- PID Tuning Methods in Sulfuric Acid Production—Empirical Approach
Achieving automation in sulfuric acid production relies heavily on PID control. However, in actual production, many valves remain manually operated. This is primarily due to technicians lacking experience in PID tuning, resulting in suboptimal parameter settings. This article shares a common tuning method—the empirical approach—to help address such challenges.
1. Empirical Method Tuning in Industrial Systems
The empirical method assigns suitable parameter ranges for controllers based on the nature of the controlled variable. This widely used tuning approach categorizes control systems by parameters such as level, flow, temperature, and pressure. Systems within the same category often share similar characteristics, allowing mutual reference for controller types and tuned parameters in most cases. Below, I analyze several common systems to help readers quickly grasp their distinct properties.
① Flow Control: Flow control is a typical fast process, often exhibiting noise due to turbulence, control valve oscillations, etc. For such processes, selecting a PI controller with a large proportional gain and short integral time is reasonable.
② Level Control: For applications requiring only average level control, pure proportional control with a large proportional gain is sufficient.
③ Pressure Control: Pressure loops can operate either very quickly or very slowly. For instance, Figure 1 shows direct control of the deaerator pressure point PI_1485, which exhibits extremely rapid response characteristics similar to flow control. Controller selection and parameter tuning can reference typical flow control practices. Figure 2 illustrates the steam pressure PI_1407 of the steam header, where both dynamic lag and flow lag inherent to the system are incorporated into the pressure control. These are influenced by pipeline length and volume, and parameter tuning can be referenced from temperature control practices.

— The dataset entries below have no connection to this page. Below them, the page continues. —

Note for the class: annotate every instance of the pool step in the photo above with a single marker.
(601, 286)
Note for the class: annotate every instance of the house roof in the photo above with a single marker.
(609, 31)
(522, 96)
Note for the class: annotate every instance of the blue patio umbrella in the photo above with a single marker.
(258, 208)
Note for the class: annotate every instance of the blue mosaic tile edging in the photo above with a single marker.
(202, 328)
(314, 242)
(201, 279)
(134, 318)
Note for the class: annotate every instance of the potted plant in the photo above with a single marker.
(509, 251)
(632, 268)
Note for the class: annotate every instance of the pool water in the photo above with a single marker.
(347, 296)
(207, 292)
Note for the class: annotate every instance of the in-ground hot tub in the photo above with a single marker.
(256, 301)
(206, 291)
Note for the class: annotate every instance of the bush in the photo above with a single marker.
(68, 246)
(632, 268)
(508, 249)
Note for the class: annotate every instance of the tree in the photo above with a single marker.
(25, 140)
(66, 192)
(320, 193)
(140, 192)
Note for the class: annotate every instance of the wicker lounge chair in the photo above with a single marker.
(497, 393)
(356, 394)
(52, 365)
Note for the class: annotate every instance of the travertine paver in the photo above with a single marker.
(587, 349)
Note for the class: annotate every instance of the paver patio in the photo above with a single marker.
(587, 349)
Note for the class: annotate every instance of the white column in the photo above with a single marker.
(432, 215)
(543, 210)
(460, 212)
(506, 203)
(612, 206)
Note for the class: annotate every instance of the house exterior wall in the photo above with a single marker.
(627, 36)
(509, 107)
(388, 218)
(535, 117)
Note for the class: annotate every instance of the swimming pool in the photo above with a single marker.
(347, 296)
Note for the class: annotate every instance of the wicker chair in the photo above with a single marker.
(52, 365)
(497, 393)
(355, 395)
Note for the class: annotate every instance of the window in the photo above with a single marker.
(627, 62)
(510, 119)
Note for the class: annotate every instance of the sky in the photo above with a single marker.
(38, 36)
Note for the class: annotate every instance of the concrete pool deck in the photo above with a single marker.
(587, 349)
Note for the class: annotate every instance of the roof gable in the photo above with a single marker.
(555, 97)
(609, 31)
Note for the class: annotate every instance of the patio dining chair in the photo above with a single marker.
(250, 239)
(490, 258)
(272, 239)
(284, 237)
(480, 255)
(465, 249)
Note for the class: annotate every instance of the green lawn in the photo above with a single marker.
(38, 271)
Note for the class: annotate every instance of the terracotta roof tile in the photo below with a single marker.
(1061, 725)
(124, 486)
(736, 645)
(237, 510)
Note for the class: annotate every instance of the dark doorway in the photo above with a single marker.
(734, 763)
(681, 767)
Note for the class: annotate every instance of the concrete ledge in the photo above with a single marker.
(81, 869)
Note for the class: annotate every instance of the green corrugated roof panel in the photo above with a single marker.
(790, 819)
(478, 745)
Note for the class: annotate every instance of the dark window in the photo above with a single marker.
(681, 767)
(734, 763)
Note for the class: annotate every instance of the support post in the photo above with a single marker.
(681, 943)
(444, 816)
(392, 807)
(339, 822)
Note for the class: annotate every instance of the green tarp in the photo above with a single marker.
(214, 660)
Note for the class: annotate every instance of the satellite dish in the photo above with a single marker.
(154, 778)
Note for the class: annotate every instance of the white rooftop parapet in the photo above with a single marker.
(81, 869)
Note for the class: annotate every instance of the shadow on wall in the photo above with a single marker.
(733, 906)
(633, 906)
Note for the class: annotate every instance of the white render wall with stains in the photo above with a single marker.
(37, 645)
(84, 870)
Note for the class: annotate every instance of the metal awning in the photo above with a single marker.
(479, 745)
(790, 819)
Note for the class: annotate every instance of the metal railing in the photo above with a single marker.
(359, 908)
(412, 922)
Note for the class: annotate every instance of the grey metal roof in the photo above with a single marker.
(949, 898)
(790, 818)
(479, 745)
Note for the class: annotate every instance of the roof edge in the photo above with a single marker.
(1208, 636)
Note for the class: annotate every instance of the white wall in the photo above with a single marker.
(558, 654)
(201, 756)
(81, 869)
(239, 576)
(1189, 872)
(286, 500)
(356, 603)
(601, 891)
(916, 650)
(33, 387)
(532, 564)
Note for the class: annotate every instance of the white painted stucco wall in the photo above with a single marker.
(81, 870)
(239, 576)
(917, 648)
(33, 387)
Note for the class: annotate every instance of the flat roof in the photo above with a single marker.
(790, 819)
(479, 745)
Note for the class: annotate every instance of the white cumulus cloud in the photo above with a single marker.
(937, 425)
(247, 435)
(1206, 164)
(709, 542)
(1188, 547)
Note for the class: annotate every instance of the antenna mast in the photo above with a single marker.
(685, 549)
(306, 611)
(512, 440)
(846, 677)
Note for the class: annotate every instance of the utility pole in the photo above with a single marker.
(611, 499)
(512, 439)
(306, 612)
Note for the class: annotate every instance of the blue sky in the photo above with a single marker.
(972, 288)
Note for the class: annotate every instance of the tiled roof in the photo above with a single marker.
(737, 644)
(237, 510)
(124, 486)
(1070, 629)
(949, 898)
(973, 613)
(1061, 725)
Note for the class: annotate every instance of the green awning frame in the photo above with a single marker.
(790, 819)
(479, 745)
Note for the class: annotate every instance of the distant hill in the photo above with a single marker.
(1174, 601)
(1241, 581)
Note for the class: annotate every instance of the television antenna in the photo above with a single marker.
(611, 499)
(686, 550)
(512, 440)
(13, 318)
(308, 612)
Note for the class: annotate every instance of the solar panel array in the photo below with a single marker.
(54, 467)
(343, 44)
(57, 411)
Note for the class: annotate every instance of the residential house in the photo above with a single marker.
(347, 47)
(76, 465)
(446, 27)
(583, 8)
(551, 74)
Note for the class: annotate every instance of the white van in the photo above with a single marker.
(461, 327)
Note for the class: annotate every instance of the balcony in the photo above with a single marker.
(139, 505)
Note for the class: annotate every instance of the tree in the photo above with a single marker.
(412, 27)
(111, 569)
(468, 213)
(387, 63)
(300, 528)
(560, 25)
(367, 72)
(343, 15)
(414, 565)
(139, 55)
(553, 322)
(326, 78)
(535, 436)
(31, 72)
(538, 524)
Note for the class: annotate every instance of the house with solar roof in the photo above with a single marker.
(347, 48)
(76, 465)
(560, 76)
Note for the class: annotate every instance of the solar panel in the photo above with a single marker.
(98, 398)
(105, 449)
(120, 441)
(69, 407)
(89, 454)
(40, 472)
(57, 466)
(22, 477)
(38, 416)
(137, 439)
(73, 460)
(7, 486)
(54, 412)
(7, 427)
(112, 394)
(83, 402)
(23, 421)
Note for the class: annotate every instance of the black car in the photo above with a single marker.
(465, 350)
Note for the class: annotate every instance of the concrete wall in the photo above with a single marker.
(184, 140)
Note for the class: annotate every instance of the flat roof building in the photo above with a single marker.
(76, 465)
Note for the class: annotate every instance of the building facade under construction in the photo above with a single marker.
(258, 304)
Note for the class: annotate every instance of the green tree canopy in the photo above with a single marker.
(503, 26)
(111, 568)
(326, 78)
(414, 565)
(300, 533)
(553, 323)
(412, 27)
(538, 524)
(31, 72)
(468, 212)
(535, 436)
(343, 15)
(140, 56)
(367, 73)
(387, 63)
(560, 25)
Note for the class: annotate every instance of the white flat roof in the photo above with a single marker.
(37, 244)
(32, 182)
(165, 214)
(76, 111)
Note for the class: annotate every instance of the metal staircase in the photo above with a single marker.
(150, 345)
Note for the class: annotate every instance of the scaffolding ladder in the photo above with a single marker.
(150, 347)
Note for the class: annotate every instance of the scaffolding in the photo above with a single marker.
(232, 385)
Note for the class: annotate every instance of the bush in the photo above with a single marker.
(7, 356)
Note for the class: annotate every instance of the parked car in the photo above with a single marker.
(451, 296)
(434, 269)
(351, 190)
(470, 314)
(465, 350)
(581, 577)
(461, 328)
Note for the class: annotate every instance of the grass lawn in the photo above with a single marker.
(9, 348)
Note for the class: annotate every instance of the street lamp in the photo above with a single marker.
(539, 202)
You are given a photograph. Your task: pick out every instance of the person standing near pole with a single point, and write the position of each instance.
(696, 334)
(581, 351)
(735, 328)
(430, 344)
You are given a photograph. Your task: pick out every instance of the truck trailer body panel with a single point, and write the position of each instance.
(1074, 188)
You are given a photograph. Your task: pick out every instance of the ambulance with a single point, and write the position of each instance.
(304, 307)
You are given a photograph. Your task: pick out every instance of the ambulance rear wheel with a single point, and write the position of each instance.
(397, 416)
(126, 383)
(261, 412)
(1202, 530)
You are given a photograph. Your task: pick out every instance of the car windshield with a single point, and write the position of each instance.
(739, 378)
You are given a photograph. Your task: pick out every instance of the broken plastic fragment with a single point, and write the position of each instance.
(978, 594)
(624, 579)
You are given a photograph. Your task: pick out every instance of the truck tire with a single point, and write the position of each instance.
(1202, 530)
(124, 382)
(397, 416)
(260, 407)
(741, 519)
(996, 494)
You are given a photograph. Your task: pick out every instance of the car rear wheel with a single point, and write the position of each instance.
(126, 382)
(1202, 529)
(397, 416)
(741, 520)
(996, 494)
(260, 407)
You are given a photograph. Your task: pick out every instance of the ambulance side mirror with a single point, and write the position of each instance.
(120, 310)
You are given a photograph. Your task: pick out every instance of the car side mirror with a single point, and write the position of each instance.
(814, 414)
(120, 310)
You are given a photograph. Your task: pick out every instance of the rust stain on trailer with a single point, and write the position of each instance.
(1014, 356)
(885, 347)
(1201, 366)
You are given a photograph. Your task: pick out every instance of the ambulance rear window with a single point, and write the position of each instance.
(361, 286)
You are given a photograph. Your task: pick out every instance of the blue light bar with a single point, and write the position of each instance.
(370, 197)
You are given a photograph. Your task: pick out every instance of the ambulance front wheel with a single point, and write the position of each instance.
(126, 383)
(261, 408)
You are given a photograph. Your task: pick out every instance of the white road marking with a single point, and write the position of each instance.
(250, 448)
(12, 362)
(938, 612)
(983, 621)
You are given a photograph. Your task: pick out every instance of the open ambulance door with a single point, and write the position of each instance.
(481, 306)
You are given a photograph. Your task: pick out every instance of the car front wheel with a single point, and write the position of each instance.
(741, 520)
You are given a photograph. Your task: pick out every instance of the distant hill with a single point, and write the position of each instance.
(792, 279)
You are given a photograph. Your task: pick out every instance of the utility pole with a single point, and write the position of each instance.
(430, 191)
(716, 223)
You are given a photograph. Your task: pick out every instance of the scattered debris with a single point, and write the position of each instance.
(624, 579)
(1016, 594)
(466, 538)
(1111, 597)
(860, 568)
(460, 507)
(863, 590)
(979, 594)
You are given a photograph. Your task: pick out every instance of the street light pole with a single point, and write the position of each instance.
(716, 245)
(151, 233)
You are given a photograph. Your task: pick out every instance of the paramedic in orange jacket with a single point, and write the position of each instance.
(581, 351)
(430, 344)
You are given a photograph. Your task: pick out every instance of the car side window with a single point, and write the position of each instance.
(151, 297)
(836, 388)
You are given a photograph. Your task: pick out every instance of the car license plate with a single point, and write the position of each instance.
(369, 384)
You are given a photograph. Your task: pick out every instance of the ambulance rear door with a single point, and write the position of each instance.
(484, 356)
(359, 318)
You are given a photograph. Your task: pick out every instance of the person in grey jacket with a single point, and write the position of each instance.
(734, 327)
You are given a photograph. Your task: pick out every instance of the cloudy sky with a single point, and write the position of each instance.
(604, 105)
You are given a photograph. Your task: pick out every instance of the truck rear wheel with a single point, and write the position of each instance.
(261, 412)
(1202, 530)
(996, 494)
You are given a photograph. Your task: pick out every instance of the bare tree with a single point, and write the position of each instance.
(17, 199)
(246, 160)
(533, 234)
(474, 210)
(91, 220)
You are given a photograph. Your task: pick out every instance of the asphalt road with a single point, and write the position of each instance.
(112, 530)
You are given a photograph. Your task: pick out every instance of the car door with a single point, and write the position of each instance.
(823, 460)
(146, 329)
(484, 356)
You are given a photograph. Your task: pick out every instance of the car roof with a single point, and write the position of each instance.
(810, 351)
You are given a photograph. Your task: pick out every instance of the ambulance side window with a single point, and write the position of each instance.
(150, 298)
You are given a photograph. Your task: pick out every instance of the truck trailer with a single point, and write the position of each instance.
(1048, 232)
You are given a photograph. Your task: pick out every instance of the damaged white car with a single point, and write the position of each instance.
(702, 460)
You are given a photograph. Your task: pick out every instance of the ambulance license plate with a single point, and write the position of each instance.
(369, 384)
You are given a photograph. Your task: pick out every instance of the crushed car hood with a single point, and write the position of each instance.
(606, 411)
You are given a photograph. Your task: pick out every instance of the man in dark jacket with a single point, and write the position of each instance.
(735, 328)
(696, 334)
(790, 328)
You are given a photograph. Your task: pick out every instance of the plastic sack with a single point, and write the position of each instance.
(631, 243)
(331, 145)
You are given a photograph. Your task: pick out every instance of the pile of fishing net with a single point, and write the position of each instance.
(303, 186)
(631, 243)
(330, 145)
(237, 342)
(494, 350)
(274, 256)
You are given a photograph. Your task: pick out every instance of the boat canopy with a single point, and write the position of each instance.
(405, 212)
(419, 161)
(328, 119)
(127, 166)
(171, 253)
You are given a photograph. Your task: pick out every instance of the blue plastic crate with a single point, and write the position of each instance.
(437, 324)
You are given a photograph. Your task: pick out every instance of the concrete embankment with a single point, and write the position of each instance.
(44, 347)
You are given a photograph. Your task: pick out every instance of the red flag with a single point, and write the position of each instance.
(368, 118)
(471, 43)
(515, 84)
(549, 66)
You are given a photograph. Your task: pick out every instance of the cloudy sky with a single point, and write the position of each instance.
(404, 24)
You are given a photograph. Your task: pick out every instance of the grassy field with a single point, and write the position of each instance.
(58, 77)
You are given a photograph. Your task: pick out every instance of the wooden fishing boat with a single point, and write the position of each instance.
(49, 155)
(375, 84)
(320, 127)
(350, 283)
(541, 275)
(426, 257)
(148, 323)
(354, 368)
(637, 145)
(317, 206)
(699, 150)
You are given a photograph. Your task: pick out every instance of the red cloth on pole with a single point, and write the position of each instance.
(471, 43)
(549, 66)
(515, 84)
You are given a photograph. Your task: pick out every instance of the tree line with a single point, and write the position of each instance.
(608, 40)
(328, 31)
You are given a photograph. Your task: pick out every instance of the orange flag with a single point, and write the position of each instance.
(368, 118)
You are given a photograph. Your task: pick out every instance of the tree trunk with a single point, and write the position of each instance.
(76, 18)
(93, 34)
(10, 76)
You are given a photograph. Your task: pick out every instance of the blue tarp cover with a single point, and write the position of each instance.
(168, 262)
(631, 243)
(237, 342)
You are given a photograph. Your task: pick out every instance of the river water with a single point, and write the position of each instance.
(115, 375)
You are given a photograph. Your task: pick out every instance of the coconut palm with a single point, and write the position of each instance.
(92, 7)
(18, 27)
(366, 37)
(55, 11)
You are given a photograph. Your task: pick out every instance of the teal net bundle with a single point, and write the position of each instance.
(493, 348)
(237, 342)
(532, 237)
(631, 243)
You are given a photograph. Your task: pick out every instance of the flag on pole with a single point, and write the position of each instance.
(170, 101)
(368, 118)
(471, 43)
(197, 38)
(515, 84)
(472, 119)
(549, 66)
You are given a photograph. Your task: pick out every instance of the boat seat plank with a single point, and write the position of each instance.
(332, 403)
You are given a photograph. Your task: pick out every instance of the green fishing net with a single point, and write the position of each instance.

④ Temperature Control: For the inlet temperatures of each converter section, thermal mass lag and heat transfer lag exist, resulting in slow response on the feedback display. Adding a small proportional gain is recommended. Selecting PID or PI control is reasonable.
Additional curve response experience can assist in tuning, requiring the introduction of the concept of pure dead time. The pure dead time refers to the time interval between the controller output (MV) changing and the process variable (PV) beginning to change. For a first-order controlled object with zero pure dead time, under purely proportional control, the control curve demonstrates: regardless of the proportional gain value, the closed-loop system remains stable without overshoot or oscillation. For systems with large dead time, a very small proportional gain is required to prevent oscillation in the setpoint step response. The optimal proportional gain of a pure proportional controller is inversely proportional to the system's dead time. When in-phase oscillations occur in the control loop (maximum and minimum values appear simultaneously on both lines, as shown in Figure 3), halving the proportional action can effectively improve closed-loop performance.

Empirical tuning parameters can be referenced from the table below, which meets the tuning requirements for most systems. If further fine-tuning is needed, initial values are typically provided. In temperature control systems where the controlled object directly absorbs radiant heat and exhibits high thermal conductivity, enabling rapid heating, the reference system often selects flow rate rather than temperature. In such cases, the flow system better describes these fast-process characteristics. Therefore, it is more accurate to understand the four systems described above as models.

These parameters provide field technicians with an empirical reference range. After determining the range based on system characteristics, parameters should be fine-tuned through trial and error.
2.External Manifestations and Limitations of Empirical Parameter Tuning
Many field commissioning engineers encounter situations where, after initially tuning loop parameters to a satisfactory curve, noticeable oscillations reappear over time. This typically indicates suboptimal curve tuning parameters, potentially triggered by load changes or external disturbances causing significant curve fluctuations. Theoretically, well-tuned parameters exhibit four key characteristics: First, during step responses (sudden setpoint changes), the system must respond rapidly, with overshoot remaining within process tolerance limits and achieving swift stabilization. Second, the system should recover quickly to the setpoint after external disturbances. Third, the manipulated variable (MV) should exhibit smooth behavior; its corresponding curve on the DCS should show no abrupt jumps. Fourth, robust performance must be maintained across varying operating conditions.
Empirical tuning is a common approach among field technicians, but relying solely on experience as a universal solution is unrealistic. For instance, empirical methods become ineffective when loops exhibit coupling effects. In such cases, applying conventional tuning methods reveals that changes in one loop affect another. This necessitates decoupling and tuning each loop separately. Each situation requires specific analysis—there is no perfect PID, only the appropriate PID.